More salad recipes you might like:
- Citrus & Pomegranate Kale Salad
- Fall Harvest Cobb Salad with Maple-Dijon Vinaigrette
- Apple White Cheddar Kale Salad with Toasted Pecans
- Apple Bacon & Cranberry Chopped Kale Salad
[Made one of my recipes? Make sure to tag my Instagram @kalefornia_kravings & leave a review in the comments. I love seeing what you create!]
Pear & Gorgonzola Salad with Candied Walnuts
For the maple-balsamic vinaigrette:
- ¼ cup olive oil
- 2 Tbsp balsamic vinegar
- 2 Tbsp maple syrup
- 2 tsp dijon mustard
- Cracked black pepper, to taste
For the salad:
- 2 bunches of kale, leaves cut off the stem & chopped (or mixed greens)

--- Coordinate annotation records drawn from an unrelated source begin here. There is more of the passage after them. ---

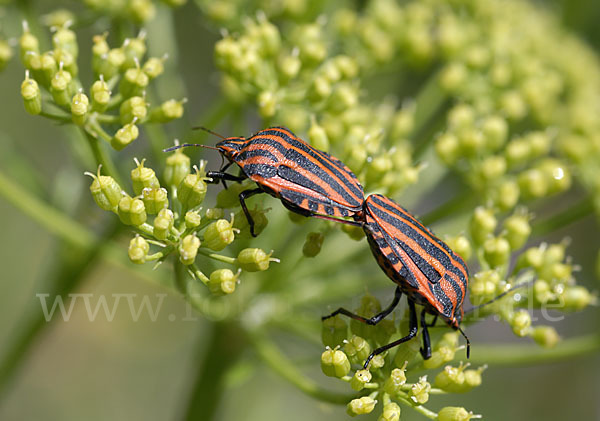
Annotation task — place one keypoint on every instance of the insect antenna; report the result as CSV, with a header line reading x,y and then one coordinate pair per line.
x,y
208,131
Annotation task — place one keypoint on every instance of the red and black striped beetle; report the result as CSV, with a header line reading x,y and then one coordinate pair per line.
x,y
307,181
423,267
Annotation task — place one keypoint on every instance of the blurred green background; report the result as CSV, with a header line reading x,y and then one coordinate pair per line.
x,y
128,370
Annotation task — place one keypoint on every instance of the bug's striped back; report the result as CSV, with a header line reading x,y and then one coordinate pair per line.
x,y
290,169
413,257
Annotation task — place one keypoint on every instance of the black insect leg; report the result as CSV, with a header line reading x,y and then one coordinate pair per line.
x,y
308,213
373,320
218,176
243,196
412,332
426,349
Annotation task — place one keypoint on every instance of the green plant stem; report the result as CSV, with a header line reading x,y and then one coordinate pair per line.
x,y
102,157
277,361
513,354
70,271
218,257
464,200
66,118
60,225
226,344
579,210
419,408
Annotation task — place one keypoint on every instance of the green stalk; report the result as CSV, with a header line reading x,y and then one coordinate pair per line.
x,y
579,210
278,362
517,354
70,272
225,345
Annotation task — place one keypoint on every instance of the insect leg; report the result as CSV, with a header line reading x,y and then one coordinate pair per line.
x,y
243,196
373,320
426,349
412,332
218,176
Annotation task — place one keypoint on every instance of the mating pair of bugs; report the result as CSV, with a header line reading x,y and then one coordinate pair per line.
x,y
313,183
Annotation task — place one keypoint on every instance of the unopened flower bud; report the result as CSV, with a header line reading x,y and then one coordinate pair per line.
x,y
254,260
507,194
133,108
32,96
177,168
267,104
473,378
419,392
219,234
141,10
134,49
28,43
391,412
557,175
495,131
533,183
360,378
577,297
155,199
167,111
60,87
108,64
394,382
357,349
496,251
124,136
461,245
455,413
192,188
131,211
289,66
143,177
106,191
188,249
545,336
361,406
223,281
334,363
134,82
80,106
450,379
517,230
154,67
192,219
5,53
312,245
483,223
439,357
520,322
447,148
138,249
66,40
163,223
334,330
217,213
100,94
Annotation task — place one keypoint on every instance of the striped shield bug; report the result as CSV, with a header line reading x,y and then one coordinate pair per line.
x,y
307,181
423,267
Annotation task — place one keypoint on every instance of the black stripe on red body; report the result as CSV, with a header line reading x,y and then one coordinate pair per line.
x,y
424,267
293,171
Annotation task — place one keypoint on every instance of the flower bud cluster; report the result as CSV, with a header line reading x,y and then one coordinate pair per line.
x,y
114,106
168,220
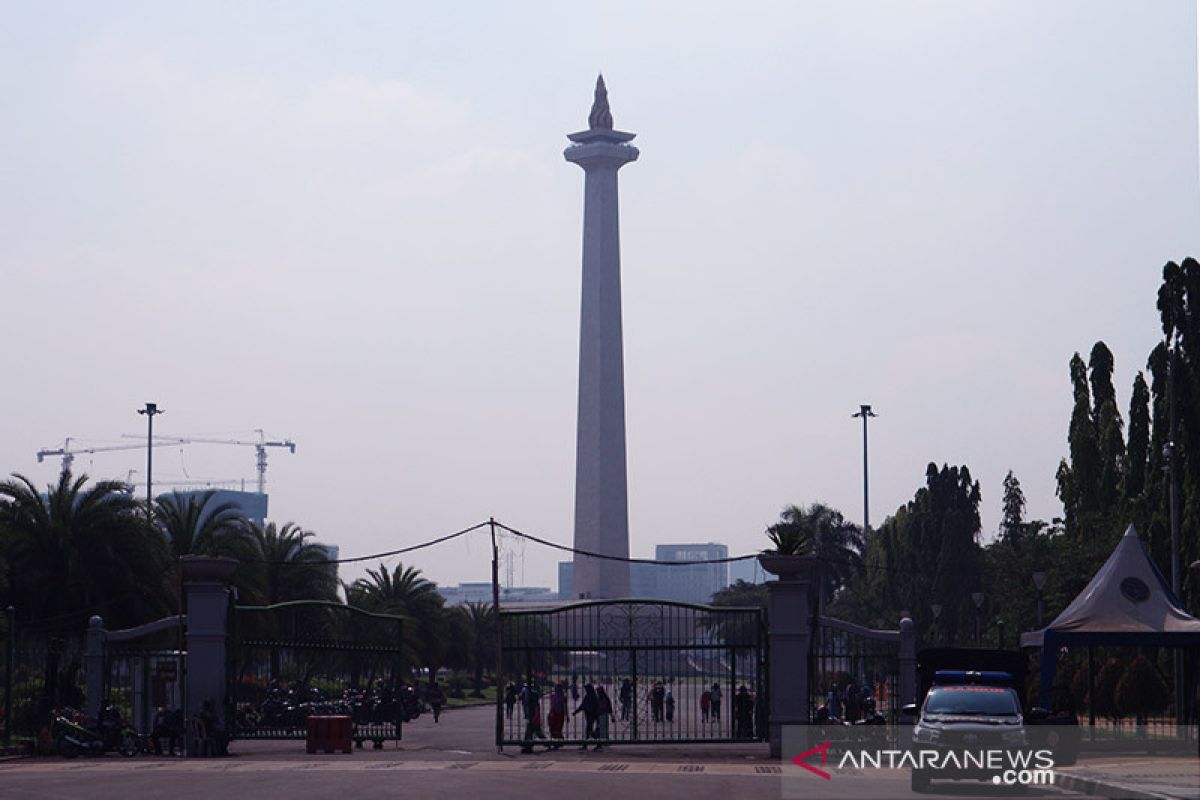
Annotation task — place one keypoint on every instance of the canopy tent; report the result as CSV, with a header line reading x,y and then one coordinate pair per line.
x,y
1127,602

- 2 pears, cored & diced (or sliced)
- ⅓ – ½ cup pomegranate seeds
- ⅓ cup gorgonzola, crumbled
- ¼ cup candied walnuts
To make the maple-balsamic vinaigrette:
- Whisk all your vinaigrette ingredients together in a bowl and set aside while you prepare your salad.
To make the salad:
- If using kale: Place your kale leaves in a large bowl and drizzle a small amount of olive oil over the top (or spray them with oil spray.) Then use your hands to massage the kale for 5 minutes or until the leaves soften and shrink in size.
- Next add the kale (or mixed greens), pears, pomegranate seeds and gorgonzola to the bowl and toss with your desired amount of dressing.
- Serve immediately with candied walnuts sprinkled over the top.